The A-series engine/cam/followers were originally designed to use 0.010-in clearance between the cam follower and standard cams to allow for heat expansion of the parts and ensure the valves would close properly. On sportier and race profile cams this went up to 0.012-in to cater for the higher running temperatures and far higher rpm capability/use. Because we set the clearance at the valve, we need to allow for the rocker ratio. To do this a little simple maths is involved; taking the standard 0.010" cam to follower clearance we need to multiply this by the standard rocker ratio originally quoted as 1.25-1, although in actual installation this is more like 1.22-1. So, 0.010-in x rocker ratio 1.25 gives 0.0125" at the valve. As a concession to the slightly reduced installed ratio of 1.22-1, the standard valve clearance setting is quoted as 0.012-in. For the sportier/race cams this is then 0.012-in x 1.25 - so 0.015-in at the valve – the valve clearance quoted in Special Tuning manuals for the various cams of the time (731, 649, Sprint and Super Sprint).
Where higher ratio rockers are to be used, the required valve clearance can then be assessed using this simple formula. For instance when using 1.5 rockers, you obviously need to multiply the cam/follower clearance by 1.5. So 0.010-in x 1.5 gives 0.015-in for standard/mild cams and 0.012-in x 1.5 gives 0.018-in for race/more-modified cams. Interestingly, most re-profiled performance cams generally have a suggested valve clearance of 0.016-in with standard ratio rockers. To assess required valve clearance where higher ratio rockers are used simply work it backwards and multiply by the higher ratio. This works out as 0.016-in divided by 1.25 = 0.0128, then x 1.5 = 0.0192" - or 0.019" at the valve. However, these are only basic starting points; but at least somewhere to start. Another interesting illustration of what trying different valve clearances will achieve is that demonstrated by the MG Metro engine. With valve clearances set, as you would normally expect for a standard engine at 0.012-in, the engine idles very roughly. Shortly after release, Rover released a technical up-date stating the valve clearances should be set at 0.014-in on the inlets and 0.017-in on the exhausts. Instantly the engine idles much smoother and pulls better from lower down. There was even a slight bhp gain! A similar method can be applied to most cams that have different inlet and exhaust (dual pattern) profiles, i.e. having a slightly bigger clearance on the exhaust valves, or conversely slightly tighter on the inlet valves. However, as a basic initial set-up recommendation, depending on your cam spec, I suggest that where 1.5 ratio rockers are used set valve clearances on both inlet and exhaust to 0.015-in for std/mild road cams (say up to MD266 spec) or 0.018-in for sportier/race cams.
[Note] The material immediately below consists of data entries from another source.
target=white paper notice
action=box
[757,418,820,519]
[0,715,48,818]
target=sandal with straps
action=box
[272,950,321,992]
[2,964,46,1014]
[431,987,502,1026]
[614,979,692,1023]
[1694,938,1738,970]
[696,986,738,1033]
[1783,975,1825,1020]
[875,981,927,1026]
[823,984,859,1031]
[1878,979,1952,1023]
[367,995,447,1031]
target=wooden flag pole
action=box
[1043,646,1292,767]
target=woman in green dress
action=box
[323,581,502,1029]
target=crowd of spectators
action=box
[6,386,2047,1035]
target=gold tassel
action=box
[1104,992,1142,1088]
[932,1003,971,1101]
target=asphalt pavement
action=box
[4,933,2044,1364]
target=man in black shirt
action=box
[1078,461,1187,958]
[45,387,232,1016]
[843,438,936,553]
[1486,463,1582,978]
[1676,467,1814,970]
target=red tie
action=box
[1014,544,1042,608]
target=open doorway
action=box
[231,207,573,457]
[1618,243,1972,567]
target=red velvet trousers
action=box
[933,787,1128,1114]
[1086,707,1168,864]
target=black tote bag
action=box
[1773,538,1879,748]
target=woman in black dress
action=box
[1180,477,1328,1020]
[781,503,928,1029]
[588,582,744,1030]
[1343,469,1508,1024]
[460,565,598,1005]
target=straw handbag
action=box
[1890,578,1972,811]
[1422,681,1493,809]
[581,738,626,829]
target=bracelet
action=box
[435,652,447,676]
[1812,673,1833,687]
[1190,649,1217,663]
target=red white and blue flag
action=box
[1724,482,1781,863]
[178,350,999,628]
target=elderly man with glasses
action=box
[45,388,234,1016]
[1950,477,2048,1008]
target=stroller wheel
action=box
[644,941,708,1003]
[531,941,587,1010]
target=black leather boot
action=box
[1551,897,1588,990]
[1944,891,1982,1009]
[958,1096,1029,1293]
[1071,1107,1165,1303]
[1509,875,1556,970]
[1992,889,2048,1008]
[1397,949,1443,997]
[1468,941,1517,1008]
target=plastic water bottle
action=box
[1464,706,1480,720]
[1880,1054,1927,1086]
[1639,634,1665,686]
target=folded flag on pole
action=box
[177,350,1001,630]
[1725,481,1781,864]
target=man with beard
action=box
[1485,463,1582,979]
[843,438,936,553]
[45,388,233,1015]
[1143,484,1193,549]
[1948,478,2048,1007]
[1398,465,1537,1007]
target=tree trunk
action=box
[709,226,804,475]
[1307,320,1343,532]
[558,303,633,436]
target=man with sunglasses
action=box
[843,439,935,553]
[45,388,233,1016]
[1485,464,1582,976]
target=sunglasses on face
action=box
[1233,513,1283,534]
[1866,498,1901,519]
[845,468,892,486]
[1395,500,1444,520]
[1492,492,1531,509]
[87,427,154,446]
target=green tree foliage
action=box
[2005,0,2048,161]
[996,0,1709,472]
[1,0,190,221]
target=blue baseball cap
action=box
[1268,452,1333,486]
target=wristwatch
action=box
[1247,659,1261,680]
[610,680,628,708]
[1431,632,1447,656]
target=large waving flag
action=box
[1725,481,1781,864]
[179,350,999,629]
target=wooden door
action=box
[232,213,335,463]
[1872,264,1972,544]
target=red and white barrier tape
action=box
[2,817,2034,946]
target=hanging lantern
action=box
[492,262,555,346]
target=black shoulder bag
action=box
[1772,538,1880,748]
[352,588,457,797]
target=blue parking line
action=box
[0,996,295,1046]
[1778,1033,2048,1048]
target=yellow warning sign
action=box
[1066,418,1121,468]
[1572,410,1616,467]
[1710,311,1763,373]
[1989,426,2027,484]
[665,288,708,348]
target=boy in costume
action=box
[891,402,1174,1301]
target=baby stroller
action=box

One other point to note is where rockers with roller tips are used, DO NOT push the feeler blades through from the front as standard. The roller tip acts like a panel roller and will draw the blade through irrespective of gap size – even if there isn’t one. The feeler blade must be wiped sideways from one side to the other.
Setting the valve clearances consistently and accurately can be very frustrating, mainly caused by the tools used. It is imperative you use a screwdriver blade that fits snugly in the adjuster screw slot. The baggier the fit, the more difficult it is to hold the adjuster screw in place when nipping the locknut up. Bearing in mind we are try to set clearances to one thousandth of an inch, it is well worth investing in a tool to specifically do this job. The problem is that most screwdrivers have a tapered blade causing not the best of fits. To this end I use a socket-mounted screwdriver tip. Mine is from Snap-On Tools (part number F52E). I’ve had it/used it for some 20 years and is absolutely perfect for the job. You can either use a 3/8-in drive extension and ‘T’-bar or a 3/8-in drive screwdriver handle with it.